Hai mai provato quella sensazione di avere un macigno sul petto? Di sentirti soffocare anche se non c’è niente ad ostruirti le vie respiratorie. Di non provare più nulla se non dolore. Un dolore  che non riesci a localizzare nel tuo corpo. Che senti crescere dentro insistente, profondo, agguerrito. Ti senti dilaniato, ma non ci sono ferite. Hai la continua sensazione che da un momento all’altro tu possa smettere di respirare. Di camminare, di vedere. Pensi di non riuscire più a filtrare la luce, di non sentire più gli odori.
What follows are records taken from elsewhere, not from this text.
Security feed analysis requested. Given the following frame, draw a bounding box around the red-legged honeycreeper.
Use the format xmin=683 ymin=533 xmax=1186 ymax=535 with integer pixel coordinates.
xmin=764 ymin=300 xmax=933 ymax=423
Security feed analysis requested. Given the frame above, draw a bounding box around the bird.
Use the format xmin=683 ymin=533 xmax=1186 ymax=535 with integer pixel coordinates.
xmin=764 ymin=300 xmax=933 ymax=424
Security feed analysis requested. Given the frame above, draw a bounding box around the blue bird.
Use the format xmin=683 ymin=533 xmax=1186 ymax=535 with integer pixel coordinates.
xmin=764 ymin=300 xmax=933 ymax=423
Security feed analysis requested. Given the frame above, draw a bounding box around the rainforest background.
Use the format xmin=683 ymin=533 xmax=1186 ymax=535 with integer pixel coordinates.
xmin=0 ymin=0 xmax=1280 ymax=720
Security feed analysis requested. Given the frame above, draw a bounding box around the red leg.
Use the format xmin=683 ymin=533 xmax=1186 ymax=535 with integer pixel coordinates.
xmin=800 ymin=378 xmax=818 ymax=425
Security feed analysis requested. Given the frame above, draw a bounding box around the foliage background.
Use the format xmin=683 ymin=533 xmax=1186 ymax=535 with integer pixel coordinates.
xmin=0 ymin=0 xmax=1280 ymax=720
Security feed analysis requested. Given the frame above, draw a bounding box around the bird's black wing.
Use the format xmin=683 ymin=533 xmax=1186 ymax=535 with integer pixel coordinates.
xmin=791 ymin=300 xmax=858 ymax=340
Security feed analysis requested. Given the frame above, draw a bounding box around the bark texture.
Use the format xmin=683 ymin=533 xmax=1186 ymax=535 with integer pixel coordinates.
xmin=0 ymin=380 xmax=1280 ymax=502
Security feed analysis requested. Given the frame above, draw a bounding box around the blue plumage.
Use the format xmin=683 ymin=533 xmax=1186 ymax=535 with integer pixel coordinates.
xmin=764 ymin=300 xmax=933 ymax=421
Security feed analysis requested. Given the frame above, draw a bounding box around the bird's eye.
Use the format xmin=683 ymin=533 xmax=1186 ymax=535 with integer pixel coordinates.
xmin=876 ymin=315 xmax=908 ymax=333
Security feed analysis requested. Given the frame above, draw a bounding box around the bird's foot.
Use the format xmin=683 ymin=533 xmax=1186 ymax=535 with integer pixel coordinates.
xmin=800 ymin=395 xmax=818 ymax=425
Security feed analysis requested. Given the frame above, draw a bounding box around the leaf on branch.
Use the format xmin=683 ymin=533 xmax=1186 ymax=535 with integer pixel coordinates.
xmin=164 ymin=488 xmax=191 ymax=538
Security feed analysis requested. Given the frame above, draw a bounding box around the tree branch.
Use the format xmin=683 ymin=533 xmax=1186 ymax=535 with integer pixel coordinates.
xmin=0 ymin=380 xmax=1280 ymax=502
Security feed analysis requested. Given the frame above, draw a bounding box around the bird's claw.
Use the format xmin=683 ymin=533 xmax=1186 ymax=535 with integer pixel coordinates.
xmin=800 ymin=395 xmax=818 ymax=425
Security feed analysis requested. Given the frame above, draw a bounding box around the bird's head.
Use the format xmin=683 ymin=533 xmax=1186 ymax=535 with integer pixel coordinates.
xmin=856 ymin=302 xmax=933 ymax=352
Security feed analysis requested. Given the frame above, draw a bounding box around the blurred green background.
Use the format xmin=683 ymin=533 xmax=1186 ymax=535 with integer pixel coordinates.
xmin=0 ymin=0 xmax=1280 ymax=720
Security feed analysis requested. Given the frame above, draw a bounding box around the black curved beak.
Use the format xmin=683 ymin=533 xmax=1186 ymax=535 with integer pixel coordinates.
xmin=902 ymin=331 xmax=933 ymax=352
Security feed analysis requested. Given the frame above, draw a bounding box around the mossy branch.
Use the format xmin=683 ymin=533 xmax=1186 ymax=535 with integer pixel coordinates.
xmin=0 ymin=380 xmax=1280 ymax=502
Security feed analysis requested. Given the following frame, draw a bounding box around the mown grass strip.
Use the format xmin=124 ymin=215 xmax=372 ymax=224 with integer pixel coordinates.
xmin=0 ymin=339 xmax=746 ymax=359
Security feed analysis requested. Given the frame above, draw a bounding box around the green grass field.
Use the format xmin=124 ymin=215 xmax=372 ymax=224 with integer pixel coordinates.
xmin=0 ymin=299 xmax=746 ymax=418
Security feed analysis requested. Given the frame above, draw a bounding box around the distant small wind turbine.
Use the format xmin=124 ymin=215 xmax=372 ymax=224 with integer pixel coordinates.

Le tue gambe sono così pesanti, che ti sembra di avere delle catene legate intorno alle tue caviglie. E ti scendono solo le lacrime, finché avrai finito anche quelle, ed è in quel preciso istante che, senti la tua anima frantumarsi in mille pezzi. E tu ci provi disperatamente, con la poca forza rimasta, a raccogliere quei pezzi e riattacarli su di te, invano. E così, non hai altra scelta che accogliere tutto quel dolore, quel vuoto, quella mancanza di ossigeno, e sperare che finisca presto. Hai bisogno di sentire qualcosa, di sentirti riscaldato anche solo per un momento. Perché tu, tutto quel freddo, non riesci più a gestirlo. E i secondi ti sembrano giorni, le ore settimane, e i mesi anni. Non ti capaciti di come tu, che sei sempre stata luce, ora sei buio. Sei fredda. Sei vuota. “Finirà, devi solo aspettare” ti ripeti davanti allo specchio, ma fatichi a riconoscere anche la tua immagine riflessa. E vorresti urlare, ma i polmoni bruciano, e la tua voce è incastrata nella profondità della gola. Ed è vero, non c’è una via d’uscita, una scorciatoia per arrivare a quel fatidico momento in cui un tiepido raggio si fa spazio in quel cielo così nero. Devi aspettare. Fin quando riuscirirai a percepire di nuovo il vento che ti accarezza i capelli, la pioggia bagnare il viso, e il sole riscaldare la tua pelle ormai bianca e secca. Non so se il tempo che ci vuole è uguale per tutti, probabilmente no. Io ci misi un anno e tre mesi, e poi d’un tratto, in un giorno come un altro, tornò la luce.

Io che mi spengo. Io che ero luce, ora sono ombra. E ti diedi tutto, ti diedi il mio sole e tu, tu me lo portai via, lasciandomi solo sabbia, lasciandomi solo il vuoto.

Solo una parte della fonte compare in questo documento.